Qué rematadamente difícil es ser joven en estos días.
A todo lo que he dicho ya en otras pildorillas sobre las dificultades relacionales que conlleva el intentar convivir en tiempos de pandemia, se le añaden circunstancias más específicas de la adolescencia.
¿Llegaré mañana a clase o nos confinarán? Y si nos confinan, ¿cómo haremos ese examen que tanto miedo me da? ¿conseguiré no contagiarme? ¿estaré ya contagiado y no lo sé? ¿qué pasa con toda la materia que se supone que debemos estudiar por nuestra cuenta porque no nos la dan los días que no nos toca ir? ¿llegaré bien preparado/a a la selectividad? ¿será verdad eso de que nos espera un futuro muy incierto? ¿no tendré curro aunque estudie mucho?
Tras esa pátina de despreocupación y/o rebeldía que muchos y muchas adolescentes muestran normalmente, pero quizá más estos días, hay emociones que tienen que ver con el miedo. Y el miedo a veces se disfraza de rabia. O de ansiedad. O de tristeza.
Estoy viendo en mi consulta casos de chavales y chavalas muy perdidos. Algunos han perdido su ilusión. Ya no hay “premio” tras una semana de estudio intenso. Solo más estudio y aburrimiento, o pantallas. Otros han perdido la capacidad de concentración, no saben cómo acometer unas tareas académicas que no tienen sentido para ellos. No lo tenían antes. Ahora menos. Hay una parte de ellos y ellas que muestran síntomas claros de ansiedad: falta de aire, lloran por nada, nerviosismo, sensación de pérdida del control de sus emociones y pensamientos…
No es edad para ciertas cosas. No son cerebros preparados para aumentar a estos niveles la incertidumbre. No es edad para temer el contacto social. Cuando más lo necesitan.

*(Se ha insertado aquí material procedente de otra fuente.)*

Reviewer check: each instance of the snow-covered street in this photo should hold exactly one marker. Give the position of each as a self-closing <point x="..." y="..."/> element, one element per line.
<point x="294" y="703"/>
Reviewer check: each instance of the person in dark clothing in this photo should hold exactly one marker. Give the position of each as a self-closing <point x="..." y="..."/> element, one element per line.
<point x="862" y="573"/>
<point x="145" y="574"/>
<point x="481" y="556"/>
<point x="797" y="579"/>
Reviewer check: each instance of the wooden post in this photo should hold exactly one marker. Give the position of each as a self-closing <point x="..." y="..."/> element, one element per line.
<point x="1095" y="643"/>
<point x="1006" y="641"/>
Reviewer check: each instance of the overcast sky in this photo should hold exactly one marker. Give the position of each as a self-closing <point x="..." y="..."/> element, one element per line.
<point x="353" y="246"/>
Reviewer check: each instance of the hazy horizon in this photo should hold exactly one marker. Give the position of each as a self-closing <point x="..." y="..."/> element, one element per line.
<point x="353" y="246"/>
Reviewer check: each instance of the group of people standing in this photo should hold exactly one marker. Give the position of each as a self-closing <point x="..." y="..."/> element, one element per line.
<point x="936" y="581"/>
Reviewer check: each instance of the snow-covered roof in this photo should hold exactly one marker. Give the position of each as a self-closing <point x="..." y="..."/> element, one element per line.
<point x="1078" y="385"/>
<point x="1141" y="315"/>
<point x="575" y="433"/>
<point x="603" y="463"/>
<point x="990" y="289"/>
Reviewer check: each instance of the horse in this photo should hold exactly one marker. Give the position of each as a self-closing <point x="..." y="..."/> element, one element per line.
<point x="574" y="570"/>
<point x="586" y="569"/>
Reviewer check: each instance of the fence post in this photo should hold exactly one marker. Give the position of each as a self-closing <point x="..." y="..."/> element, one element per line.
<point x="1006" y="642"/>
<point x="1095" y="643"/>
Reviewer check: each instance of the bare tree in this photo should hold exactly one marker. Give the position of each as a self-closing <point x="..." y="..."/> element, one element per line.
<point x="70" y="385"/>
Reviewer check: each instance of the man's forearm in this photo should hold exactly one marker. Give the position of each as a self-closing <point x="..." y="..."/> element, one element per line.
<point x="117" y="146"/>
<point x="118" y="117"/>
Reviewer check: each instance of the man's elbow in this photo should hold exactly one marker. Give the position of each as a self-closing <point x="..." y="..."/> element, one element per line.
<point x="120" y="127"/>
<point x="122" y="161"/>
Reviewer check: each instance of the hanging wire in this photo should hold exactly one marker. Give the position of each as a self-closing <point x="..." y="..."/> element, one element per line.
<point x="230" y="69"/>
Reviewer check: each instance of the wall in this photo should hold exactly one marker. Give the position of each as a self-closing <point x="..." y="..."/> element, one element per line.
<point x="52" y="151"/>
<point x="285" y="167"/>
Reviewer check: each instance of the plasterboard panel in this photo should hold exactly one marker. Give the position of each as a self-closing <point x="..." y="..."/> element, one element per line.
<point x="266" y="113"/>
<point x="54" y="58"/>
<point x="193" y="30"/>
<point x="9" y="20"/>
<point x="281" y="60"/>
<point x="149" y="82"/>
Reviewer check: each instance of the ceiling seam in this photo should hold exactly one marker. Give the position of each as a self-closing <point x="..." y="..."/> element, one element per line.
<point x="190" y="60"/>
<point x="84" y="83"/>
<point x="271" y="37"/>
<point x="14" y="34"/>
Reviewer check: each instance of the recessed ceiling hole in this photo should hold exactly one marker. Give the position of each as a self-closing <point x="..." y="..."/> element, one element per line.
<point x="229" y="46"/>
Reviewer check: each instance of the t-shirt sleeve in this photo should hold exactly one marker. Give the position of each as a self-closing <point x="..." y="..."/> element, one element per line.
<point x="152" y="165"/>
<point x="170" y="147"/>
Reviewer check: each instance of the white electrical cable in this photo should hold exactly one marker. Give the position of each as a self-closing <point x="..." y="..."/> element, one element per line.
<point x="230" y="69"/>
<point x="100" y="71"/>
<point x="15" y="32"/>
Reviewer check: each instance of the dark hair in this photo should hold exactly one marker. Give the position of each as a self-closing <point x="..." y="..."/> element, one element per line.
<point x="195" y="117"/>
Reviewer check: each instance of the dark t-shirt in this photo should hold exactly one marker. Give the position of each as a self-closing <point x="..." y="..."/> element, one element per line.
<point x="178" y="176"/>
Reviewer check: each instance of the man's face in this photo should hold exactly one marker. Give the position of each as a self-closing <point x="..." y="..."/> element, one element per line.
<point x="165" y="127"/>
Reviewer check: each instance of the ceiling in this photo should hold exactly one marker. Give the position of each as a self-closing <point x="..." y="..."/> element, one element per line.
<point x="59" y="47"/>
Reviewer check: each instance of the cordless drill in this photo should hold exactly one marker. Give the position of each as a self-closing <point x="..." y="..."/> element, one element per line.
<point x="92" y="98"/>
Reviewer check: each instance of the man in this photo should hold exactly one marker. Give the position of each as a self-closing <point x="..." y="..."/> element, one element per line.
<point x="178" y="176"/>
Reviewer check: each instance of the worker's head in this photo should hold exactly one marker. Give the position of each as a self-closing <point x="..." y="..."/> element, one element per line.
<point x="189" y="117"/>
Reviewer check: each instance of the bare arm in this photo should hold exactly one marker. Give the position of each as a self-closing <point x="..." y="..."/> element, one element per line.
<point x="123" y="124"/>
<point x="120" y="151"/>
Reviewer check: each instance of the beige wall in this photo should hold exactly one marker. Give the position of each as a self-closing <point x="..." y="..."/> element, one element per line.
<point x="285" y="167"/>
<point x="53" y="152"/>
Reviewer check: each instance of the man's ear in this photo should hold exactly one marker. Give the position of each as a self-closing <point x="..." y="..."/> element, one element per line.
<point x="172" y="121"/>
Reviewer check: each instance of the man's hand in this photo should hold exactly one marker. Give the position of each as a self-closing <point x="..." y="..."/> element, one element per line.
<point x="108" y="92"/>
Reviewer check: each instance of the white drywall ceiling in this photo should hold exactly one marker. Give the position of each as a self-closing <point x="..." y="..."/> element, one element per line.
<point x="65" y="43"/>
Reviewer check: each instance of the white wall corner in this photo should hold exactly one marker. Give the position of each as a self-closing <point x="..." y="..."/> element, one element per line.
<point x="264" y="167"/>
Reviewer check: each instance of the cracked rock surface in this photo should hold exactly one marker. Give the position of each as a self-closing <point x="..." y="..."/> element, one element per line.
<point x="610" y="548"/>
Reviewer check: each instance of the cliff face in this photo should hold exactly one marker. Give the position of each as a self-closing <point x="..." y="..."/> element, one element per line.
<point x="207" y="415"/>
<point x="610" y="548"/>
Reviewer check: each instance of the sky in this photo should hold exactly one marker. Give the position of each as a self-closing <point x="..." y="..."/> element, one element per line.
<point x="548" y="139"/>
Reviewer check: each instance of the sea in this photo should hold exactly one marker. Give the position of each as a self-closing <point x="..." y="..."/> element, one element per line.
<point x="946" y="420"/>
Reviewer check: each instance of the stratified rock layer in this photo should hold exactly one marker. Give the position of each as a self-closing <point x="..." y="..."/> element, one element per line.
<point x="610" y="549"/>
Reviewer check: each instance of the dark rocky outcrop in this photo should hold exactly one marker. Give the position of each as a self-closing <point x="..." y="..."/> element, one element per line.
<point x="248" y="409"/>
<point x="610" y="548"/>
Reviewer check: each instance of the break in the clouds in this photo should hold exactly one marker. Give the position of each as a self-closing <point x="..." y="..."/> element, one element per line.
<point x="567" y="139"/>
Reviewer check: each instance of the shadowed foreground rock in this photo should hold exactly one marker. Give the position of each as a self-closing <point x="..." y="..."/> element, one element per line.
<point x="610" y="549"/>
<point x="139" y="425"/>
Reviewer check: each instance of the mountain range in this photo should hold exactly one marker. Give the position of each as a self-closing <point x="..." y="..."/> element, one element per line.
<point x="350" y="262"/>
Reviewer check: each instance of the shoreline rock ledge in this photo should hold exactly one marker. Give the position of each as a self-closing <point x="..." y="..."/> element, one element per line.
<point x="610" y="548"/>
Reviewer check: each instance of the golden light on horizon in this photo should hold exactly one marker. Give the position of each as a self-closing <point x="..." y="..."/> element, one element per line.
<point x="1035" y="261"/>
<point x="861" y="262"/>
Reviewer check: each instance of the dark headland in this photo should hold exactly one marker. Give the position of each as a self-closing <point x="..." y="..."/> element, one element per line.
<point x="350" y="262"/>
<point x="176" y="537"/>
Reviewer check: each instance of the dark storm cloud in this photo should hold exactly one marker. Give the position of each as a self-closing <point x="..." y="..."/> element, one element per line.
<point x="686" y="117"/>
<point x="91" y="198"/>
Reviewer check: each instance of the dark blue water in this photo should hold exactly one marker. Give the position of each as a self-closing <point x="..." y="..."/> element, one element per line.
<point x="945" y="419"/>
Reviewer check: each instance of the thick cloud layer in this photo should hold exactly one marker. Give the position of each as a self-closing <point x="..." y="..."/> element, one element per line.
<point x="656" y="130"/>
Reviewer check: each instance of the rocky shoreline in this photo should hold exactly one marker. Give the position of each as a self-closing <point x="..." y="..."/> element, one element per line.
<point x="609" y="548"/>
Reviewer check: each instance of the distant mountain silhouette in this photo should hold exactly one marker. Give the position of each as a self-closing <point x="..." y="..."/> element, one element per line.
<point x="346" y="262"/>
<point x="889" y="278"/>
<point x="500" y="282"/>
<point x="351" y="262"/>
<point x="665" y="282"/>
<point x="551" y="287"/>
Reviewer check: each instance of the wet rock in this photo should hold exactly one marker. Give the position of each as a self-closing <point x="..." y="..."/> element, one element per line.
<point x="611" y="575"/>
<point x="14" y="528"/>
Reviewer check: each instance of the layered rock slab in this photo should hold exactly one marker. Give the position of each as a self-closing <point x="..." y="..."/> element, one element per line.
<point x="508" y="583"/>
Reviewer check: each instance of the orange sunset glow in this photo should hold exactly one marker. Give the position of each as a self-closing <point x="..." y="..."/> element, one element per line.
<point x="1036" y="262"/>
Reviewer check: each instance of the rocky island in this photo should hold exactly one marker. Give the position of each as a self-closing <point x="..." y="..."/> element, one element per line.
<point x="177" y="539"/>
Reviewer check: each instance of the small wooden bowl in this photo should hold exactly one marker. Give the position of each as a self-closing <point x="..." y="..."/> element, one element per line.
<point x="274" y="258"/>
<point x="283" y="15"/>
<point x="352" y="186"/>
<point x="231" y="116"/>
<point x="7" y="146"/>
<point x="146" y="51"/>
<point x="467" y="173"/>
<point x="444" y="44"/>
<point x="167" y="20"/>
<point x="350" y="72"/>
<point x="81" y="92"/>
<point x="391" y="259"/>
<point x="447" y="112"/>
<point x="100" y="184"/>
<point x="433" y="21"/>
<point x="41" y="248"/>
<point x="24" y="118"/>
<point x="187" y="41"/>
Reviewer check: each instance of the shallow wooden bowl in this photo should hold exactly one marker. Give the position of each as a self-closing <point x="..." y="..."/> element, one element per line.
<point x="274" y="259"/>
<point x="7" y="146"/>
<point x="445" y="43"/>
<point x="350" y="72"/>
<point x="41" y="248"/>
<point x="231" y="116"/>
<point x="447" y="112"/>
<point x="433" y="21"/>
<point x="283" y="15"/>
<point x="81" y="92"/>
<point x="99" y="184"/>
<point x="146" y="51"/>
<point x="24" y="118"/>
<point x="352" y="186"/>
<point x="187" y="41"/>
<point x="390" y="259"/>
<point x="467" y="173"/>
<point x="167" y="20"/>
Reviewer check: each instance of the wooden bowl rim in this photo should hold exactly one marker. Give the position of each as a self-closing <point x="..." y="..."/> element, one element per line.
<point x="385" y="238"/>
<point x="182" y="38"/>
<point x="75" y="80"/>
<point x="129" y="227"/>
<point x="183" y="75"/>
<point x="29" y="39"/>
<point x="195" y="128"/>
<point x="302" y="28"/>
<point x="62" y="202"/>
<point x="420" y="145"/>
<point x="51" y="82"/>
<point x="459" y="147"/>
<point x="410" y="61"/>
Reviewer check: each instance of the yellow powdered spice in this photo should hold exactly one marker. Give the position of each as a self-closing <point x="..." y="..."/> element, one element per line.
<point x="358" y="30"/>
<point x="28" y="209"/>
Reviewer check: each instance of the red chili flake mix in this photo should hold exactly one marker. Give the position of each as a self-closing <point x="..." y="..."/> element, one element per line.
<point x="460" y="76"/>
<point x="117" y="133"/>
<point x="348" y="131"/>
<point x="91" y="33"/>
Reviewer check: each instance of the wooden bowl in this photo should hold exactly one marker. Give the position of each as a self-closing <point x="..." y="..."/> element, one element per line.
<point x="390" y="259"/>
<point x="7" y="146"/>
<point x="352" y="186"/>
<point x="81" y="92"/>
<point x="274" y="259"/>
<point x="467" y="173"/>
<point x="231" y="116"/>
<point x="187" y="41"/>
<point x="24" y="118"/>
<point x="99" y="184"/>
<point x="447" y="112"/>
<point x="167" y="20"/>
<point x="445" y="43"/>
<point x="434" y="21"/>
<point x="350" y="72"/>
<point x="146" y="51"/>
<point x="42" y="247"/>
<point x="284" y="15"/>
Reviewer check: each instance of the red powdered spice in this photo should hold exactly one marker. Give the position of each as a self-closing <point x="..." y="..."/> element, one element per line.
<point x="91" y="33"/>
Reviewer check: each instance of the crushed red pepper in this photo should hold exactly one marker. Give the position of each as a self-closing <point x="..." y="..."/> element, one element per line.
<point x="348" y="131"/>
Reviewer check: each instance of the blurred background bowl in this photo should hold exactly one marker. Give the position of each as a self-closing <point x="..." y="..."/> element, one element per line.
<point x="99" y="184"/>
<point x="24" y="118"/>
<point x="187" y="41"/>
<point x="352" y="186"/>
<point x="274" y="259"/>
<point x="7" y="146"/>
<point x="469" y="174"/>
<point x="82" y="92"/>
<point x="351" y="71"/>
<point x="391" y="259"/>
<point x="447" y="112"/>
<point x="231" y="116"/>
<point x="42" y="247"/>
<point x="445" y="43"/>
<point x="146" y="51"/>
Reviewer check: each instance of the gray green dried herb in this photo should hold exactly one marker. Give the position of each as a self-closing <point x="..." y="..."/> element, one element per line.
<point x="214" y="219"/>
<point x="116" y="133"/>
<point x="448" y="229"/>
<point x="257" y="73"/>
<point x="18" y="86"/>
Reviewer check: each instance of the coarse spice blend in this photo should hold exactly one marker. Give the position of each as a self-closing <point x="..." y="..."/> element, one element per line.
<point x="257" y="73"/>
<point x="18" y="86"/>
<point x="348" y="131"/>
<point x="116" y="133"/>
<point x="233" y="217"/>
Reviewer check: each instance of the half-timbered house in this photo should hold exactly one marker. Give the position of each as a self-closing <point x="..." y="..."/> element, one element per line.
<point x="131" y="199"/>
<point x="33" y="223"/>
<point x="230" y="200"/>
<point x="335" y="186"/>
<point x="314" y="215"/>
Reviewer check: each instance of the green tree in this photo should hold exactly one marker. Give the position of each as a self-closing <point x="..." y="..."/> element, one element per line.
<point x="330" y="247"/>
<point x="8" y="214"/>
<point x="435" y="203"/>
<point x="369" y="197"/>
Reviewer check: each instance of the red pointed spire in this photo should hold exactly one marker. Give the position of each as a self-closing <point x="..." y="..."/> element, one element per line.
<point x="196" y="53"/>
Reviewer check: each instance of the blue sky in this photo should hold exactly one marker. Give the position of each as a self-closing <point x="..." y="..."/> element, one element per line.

Y eso les está pasando factura.
Como digo, veo síntomas compatibles con depresión, crisis de ansiedad, estrés. Cerebros a tope de cortisol que les produce incluso síntomas físicos: tics nerviosos, trastornos gástricos, acné excesivo, estados confusionales, síntomas de agotamiento…
Eso sin contar los que han sufrido alguna pérdida o que ya tenían algún trastorno antes de todo esto. Terrible.
No quiero ser agorera, pero esto, aunque para la mayoría de los adultos vaya a ser algo pasajero que superaremos, para muchos chicos y chicas va a suponer consecuencias irreversibles en su cerebro. La que más me preocupa es la conexión entre corteza prefrontal y amígdala. Es una de las funciones de la adolescencia de cuya consecución depende la adecuada gestión de emociones. Si esta conexión se ve mermada por un exceso de cortisol, serán adultos con alta vulnerabilidad al estrés.
Por eso desde aquí recomiendo a las familias que propicien espacios adecuados para la expresión de emociones, que no confrontéis ni le quitéis hierro. No digáis “venga, no pasa nada”, o “no te permito que me grites”, sino sentaos con ellos e intentar entender qué emoción es la que hay tras una mala conducta o un estallido de ira, o lloros… no es preguntar “qué te pasa” porque no lo saben ni ellos. Se trata de investigar con ellos.
Una chica me decía entre lloros: “qué me espera en el finde…¿mis padres?” se sentía culpable por desear otra cosa. Y es que en la adolescencia los padres y madres ya no pintamos mucho. Necesitan a sus iguales. Y si no pueden tenerlos, hemos de dejarles que usen las pantallas para que contacten. Y también propiciar espacios y tiempos sin control paterno ni materno para que puedan pensar, escuchar música o ver series.
Si les obligas a estar con vosotros, habrá más probabilidades de que haya conflicto. Y si les reprochas que no quieran tu compañía, se sentirán culpables, lo que incrementará su estrés.
Pautas estables en casa, como siempre, intentar que no cambien las rutinas.
Diálogo, intentar que lleguen por sí mismos a regular sus espacios y tiempos.
Y sobre todo: que tengan libertad para expresar sus miedos. Y darles alternativas: si suspendes, lo intentarás de nuevo. Si esto se alarga, buscaremos alternativas. Si el futuro es incierto, vivamos el presente como si no fuera así.